As Rocket prepped the crust (with a little help from his lovely assistant) I’m handing over to him for the rest of this post…but whilst he is chatting maybe you’d like to listen along to what I woke up humming yesterday and what was on my mind when we were getting ready for lunch…I don’t know why it was in my head – it’s funny how that happens isn’t it?
For the stuffing finely chop a couple of bulbs of fennel and sweat off in some butter. Add some pernod or white wine and reduce, then a good splash of double cream. Add some cornflour mixed with a little milk to thicken the mixture. Finally season to taste and add some picked thyme. Set aside to cool.
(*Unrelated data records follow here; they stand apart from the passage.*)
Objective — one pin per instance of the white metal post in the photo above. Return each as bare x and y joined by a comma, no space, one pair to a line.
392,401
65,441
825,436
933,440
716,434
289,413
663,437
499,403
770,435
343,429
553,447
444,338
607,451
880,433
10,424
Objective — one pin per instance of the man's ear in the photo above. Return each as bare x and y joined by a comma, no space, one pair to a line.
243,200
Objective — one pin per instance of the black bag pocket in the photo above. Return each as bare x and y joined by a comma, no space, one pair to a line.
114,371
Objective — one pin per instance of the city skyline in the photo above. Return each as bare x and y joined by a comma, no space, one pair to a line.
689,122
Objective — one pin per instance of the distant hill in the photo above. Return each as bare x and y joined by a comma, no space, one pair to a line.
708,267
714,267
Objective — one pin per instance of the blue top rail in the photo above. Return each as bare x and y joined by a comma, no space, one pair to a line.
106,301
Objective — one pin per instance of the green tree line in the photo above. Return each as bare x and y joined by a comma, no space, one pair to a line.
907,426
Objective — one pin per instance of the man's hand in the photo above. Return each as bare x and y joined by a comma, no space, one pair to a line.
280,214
As Poppy mentioned earlier, I tunnel boned the fish. Without wishing to state the obvious your fish needs to be fully intact to do this so make sure your fishmonger doesn’t gut or scale the fish for you. So snip the fins and with your sharpest filleting knife run the blade along the spine and follow the bones down to the bottom taking care not to cut through the belly skin. Cut through the bone as close to the head and tailfin as possible and remove. Carefully remove the stomach contents and wash the fish thoroughly. Check the flesh for any odd bones. Pat dry and fill with the cooled filling mixture. I ran a few stitches along the back to seal the stuffing in but remember to remove the thread once you’ve freed the fish from its salt oven.
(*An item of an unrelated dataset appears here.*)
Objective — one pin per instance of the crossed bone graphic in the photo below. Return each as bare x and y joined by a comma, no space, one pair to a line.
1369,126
So – the salt crust……… I whisked 4 egg whites into soft peaks and added a mix of rock salt and fine salt. I also added some picked thyme. Now depending on the size of the beast you’re about to dress in its Sodium Chloride cloak you may have to tweak the quantities a little (and to be honest I’d underestimated just how much was needed for our bad boy!) But in essence you’re looking for a thick moist paste. Lay out a base of the salty mix, I then placed a few bay leaves on it followed by the Sea Bass. Cover with the remainder of the salt and pat the surface so it seals the fish. Some will say leave the head and tail exposed some say completely entomb. I went a little cheffy at Poppy’s behest and created scales with a spoon on the eggy saline overcoat.
It’s popped into oven on 190 degrees, Gas Mark 5 for 35 mins. One of the nice things about this method is that, when done, it will sit nicely on the top retaining it’s heat and moisture while you prepare yourselves for the grand undressing. When ready simply crack the salt crust and remove in large chunks, peel back the now leathery skin of the fish and tuck in to beautiful flesh.